In 2006 Carr co-curated an exhibition of vintage photographs chronicling the history of Mesa Verde National Park. The exhibit was titled From Nordenskiold to Nusbaum: photography, archaeology, and tourism in the early years of Mesa Verde National Park and was held in the Western Art Gallery of the Central Denver Public Library. The exhibit was highlighted in several newspapers, including the Rocky Mountain News. Carr also wrote an accompanying article for Colorado Heritage Magazine. The exhibit also won a Best of Denver award from Westword Magazine. Also in 2006, and in association with the celebration of the 100th anniversary of the Antiquities Act, Carr was invited by the University of Denver Museum of Anthropology to exhibit his portfolio of photographs taken at Ancestral Puebloan archaeological sites in the Southwestern United States.

In 2007 Carr was invited to create a series of photographs for an exhibition at the Mizel Museum of Denver, Colorado. The exhibit was titled 10 "Glocal" Artists Interpret Genocide and centered around the exploration of ethnohistoric photography and contemporary documentation of sites on the Great Plains of the western United States. Carr's series was titled Conflict on the Plains and went on to be exhibited at the Town Hall Arts Center, Littleton, Colorado, in 2009, and the Ute Indian Museum, Montrose, Colorado, in 2017. In 2016 Carr was invited to share a selection of images from this portfolio in the online magazine SAPIENS.

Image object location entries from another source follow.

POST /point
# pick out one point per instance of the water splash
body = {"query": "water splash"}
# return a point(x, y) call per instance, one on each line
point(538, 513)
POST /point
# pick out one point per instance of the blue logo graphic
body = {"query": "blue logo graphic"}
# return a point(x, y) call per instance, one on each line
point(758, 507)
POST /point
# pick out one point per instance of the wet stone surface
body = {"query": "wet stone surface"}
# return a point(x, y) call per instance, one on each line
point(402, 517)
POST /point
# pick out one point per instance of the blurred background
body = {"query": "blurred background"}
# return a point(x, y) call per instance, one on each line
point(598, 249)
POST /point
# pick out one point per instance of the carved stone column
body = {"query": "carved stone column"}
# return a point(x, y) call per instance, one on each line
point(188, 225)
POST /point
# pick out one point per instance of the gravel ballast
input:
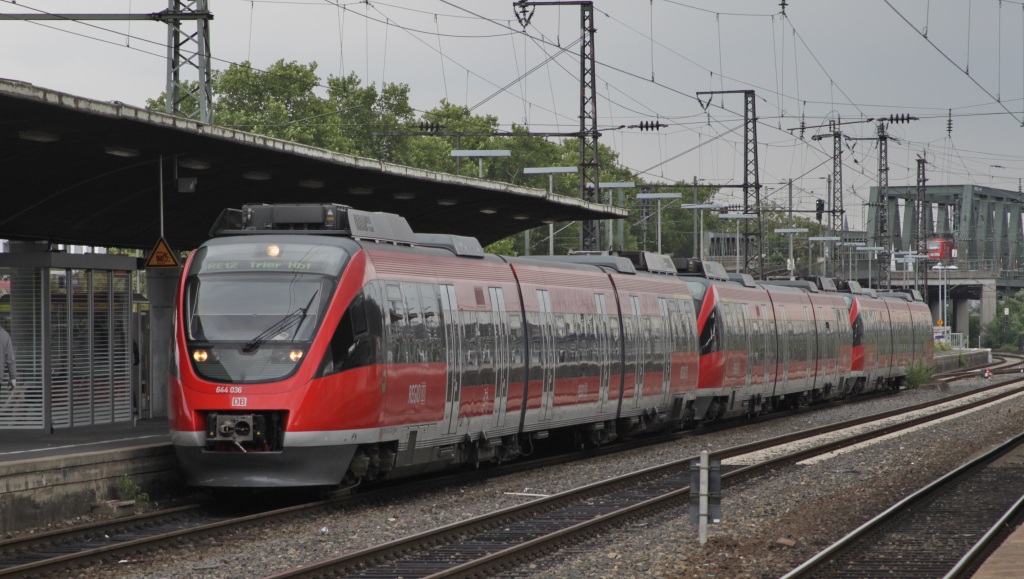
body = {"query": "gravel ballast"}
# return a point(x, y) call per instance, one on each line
point(770, 524)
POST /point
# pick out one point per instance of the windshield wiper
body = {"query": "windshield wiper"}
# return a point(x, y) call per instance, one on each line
point(285, 323)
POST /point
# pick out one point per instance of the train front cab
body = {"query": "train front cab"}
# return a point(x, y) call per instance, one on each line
point(815, 339)
point(911, 331)
point(738, 345)
point(871, 339)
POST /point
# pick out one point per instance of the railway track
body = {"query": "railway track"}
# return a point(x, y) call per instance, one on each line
point(51, 552)
point(944, 530)
point(488, 544)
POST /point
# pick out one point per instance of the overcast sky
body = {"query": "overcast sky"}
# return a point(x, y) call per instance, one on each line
point(825, 59)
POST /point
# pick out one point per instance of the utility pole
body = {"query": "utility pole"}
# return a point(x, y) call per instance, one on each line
point(184, 49)
point(792, 264)
point(881, 234)
point(754, 240)
point(589, 169)
point(922, 245)
point(696, 242)
point(882, 214)
point(836, 197)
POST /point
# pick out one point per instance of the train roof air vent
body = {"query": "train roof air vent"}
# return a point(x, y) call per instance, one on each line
point(460, 245)
point(822, 283)
point(621, 264)
point(745, 279)
point(650, 261)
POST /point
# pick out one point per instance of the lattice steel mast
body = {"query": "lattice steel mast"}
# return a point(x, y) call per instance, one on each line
point(753, 240)
point(589, 166)
point(184, 49)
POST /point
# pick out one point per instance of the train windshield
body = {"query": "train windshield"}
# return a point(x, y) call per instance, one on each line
point(251, 309)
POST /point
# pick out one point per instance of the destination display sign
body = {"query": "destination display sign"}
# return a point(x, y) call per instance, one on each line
point(264, 265)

In 2015 Carr was invited to hold a major retrospective exhibition of his historical site photography at the Western Art Gallery of the Central Denver Public Library. The exhibit was titled Thomas Carr: Expeditions, and a review of it was published in 5280 Magazine in July 2015.

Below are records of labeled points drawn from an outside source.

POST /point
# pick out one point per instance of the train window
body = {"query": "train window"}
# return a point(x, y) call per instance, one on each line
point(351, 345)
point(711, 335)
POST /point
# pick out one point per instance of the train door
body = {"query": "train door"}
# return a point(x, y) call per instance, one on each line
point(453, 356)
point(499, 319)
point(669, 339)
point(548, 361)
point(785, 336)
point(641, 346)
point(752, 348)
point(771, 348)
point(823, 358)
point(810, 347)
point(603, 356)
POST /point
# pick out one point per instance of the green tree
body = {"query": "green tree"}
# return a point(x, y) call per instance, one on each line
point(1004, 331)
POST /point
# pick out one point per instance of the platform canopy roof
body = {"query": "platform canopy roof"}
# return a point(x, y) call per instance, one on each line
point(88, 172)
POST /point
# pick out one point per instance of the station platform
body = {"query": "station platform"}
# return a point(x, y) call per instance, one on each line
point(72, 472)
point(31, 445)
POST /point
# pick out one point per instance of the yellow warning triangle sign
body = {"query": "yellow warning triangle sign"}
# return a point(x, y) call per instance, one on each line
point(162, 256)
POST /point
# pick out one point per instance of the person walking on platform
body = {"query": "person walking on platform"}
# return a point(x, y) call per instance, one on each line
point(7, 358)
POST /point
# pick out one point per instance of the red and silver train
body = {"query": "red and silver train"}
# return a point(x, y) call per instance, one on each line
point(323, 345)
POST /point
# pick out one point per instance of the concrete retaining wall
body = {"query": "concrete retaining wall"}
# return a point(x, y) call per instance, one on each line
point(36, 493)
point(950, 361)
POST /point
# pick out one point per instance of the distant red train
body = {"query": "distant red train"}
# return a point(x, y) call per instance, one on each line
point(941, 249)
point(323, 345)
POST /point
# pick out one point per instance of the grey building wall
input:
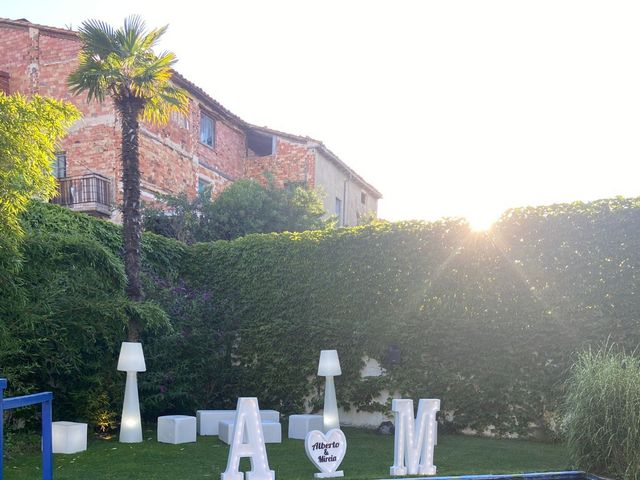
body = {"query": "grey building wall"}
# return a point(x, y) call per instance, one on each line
point(342, 192)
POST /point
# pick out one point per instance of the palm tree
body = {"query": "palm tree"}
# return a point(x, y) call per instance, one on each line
point(120, 63)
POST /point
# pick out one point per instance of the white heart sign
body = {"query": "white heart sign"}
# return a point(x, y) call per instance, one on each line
point(326, 451)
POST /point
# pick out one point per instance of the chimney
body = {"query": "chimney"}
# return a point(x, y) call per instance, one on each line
point(4, 82)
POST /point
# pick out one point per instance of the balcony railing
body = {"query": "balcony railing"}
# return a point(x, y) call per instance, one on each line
point(90, 193)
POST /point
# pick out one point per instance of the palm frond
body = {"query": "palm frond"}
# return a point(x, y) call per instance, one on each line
point(121, 63)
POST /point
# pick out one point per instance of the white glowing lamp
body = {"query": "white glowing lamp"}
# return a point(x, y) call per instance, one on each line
point(131, 360)
point(329, 367)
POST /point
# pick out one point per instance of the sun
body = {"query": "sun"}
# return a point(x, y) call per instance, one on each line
point(481, 220)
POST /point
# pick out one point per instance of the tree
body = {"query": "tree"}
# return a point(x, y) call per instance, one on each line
point(242, 208)
point(29, 131)
point(120, 63)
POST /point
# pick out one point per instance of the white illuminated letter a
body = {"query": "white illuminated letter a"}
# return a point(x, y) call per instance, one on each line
point(248, 421)
point(414, 441)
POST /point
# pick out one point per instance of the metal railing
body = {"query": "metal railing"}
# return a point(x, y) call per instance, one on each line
point(45, 399)
point(87, 192)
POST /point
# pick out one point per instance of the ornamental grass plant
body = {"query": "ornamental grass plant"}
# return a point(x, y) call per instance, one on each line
point(603, 413)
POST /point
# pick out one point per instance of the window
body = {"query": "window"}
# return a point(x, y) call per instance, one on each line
point(203, 185)
point(339, 210)
point(60, 165)
point(207, 130)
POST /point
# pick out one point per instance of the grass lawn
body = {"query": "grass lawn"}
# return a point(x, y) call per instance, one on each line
point(368, 456)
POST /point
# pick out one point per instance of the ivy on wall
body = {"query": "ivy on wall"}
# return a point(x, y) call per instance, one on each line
point(487, 322)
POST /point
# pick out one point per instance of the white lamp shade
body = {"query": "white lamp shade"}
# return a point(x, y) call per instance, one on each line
point(131, 358)
point(329, 365)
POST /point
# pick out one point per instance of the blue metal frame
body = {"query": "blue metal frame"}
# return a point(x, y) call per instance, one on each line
point(46, 400)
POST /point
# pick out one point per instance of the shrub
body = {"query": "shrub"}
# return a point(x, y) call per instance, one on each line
point(603, 413)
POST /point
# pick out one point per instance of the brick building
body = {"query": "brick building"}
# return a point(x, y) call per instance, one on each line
point(209, 146)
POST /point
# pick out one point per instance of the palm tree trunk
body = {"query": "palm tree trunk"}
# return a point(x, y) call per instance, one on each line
point(132, 227)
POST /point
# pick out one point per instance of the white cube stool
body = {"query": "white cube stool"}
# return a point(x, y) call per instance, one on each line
point(300, 425)
point(208, 420)
point(69, 437)
point(176, 429)
point(272, 432)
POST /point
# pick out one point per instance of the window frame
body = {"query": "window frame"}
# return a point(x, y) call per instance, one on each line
point(59, 157)
point(204, 114)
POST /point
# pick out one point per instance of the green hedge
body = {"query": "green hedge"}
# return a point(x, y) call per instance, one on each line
point(486, 322)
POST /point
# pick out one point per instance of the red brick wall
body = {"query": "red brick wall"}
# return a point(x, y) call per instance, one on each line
point(292, 162)
point(4, 82)
point(171, 156)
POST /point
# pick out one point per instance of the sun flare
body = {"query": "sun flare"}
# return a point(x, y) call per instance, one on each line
point(481, 220)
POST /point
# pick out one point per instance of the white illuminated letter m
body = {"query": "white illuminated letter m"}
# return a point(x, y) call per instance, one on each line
point(414, 440)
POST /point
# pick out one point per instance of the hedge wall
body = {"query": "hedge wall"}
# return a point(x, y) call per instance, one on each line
point(488, 323)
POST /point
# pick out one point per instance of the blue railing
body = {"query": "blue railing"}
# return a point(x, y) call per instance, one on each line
point(45, 399)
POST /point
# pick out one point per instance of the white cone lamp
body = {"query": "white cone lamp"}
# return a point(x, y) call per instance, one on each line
point(131, 361)
point(329, 367)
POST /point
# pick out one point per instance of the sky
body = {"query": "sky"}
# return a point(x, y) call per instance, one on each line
point(450, 108)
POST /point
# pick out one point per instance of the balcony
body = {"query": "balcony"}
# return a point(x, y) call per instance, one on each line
point(92, 194)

From late 2016 to early 2017 Carr had an exhibition of his photography titled Tree and Leaf at the Denver International Airport.

Carr then undertook a visual ethnography study of homelessness as seen through the lens of photography. The project was titled Traces of Home, and the fieldwork was conducted from 2016 to 2018, and involved visiting upwards of 80 homeless camps in the Front Range urban corridor of Colorado. The project resulted in two major exhibitions at the 40-West Arts in Lakewood, Colorado, in 2019 and the University of Denver Museum of Anthropology in 2020.

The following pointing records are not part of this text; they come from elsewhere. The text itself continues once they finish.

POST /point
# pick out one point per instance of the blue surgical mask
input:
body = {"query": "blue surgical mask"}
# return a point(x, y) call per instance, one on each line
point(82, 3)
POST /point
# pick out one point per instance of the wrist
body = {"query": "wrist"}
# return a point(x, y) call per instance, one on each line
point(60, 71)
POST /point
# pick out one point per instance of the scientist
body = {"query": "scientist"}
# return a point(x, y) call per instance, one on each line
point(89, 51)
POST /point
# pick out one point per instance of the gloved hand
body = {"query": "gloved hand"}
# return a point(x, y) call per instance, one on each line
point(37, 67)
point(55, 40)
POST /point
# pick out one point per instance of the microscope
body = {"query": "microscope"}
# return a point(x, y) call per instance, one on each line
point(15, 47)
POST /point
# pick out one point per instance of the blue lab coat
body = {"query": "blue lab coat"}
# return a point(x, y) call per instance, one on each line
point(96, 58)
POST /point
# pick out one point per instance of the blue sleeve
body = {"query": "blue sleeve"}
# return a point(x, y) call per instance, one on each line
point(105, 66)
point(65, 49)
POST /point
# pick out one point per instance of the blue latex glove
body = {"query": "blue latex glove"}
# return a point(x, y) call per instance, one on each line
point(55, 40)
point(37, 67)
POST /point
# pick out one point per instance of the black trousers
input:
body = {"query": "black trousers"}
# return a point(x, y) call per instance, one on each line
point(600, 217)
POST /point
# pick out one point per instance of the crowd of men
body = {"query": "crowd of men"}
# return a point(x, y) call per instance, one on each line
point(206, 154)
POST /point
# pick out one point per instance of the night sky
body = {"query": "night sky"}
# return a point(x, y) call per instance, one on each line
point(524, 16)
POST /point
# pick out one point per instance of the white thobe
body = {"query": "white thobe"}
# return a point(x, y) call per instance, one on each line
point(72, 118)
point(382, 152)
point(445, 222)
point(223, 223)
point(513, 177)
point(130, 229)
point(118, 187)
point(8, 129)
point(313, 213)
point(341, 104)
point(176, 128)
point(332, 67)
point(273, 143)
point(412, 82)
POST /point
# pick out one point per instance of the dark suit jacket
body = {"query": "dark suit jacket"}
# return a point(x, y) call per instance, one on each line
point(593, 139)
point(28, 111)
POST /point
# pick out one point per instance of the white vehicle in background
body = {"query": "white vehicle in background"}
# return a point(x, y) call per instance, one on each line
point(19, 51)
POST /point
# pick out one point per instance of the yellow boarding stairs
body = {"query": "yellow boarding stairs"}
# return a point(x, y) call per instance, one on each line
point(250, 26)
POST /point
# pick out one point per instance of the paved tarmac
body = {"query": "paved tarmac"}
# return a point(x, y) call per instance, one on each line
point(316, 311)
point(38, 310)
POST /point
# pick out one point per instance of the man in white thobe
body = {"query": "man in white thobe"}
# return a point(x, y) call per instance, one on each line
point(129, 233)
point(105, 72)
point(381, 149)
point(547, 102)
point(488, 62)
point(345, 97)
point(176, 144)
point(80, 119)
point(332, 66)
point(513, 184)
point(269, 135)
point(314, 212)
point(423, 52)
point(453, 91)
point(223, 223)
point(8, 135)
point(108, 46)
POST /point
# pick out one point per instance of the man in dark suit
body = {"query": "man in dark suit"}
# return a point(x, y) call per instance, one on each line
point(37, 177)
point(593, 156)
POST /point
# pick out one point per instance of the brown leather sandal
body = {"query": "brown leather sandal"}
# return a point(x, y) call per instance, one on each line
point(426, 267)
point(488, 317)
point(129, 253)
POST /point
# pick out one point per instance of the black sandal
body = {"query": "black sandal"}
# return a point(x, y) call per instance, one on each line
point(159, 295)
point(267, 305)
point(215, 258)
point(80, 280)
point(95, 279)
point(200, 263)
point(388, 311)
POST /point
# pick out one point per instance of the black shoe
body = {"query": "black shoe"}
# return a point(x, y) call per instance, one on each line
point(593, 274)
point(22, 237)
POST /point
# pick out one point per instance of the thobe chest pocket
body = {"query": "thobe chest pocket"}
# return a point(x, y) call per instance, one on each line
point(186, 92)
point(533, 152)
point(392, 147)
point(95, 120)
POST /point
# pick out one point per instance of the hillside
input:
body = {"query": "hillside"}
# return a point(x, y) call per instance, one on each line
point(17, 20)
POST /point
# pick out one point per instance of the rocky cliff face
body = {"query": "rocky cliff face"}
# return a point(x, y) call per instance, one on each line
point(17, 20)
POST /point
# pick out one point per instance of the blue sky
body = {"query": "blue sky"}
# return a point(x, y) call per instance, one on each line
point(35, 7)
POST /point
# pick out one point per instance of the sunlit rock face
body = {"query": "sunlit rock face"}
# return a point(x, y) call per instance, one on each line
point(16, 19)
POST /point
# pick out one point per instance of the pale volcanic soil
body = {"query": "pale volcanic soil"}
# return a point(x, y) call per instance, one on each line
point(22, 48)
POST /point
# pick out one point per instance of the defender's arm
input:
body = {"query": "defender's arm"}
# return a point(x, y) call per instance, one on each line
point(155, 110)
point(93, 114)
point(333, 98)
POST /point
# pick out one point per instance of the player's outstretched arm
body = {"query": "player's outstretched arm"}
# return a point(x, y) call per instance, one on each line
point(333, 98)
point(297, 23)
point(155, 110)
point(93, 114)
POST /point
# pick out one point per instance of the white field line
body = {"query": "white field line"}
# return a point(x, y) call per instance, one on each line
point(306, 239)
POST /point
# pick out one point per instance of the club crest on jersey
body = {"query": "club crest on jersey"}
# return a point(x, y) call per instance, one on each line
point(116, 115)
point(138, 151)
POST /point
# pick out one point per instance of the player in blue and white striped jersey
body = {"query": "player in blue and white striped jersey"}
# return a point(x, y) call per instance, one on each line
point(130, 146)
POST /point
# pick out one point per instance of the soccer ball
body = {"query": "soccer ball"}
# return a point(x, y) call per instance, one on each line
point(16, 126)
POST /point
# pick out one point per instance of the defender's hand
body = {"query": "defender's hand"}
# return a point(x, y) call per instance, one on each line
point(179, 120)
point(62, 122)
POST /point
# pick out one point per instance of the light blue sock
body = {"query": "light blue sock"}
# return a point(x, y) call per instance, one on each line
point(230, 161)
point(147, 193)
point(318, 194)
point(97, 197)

Most recently, Carr has produced an impressionistic and allegorical representation of his years of exploration as an archaeologist and photographer titled The archaeology of light. Images from this series have been exhibited in a number of juried exhibitions from 2018 to the present, including three prints in the LIES exhibit at the Colorado Photographic Arts Center in 2018, and PHOTO PENSATO at the Sangre de Cristo Arts Center in Pueblo, Colorado in 2023. A blog article about the portfolio by curator Lisa Woodward with the FAR Center for Contemporary Arts was published in July of 2023. In October of 2023, Carr was accepted as an Associate Member of Pirate Contemporary Art in Denver, Colorado.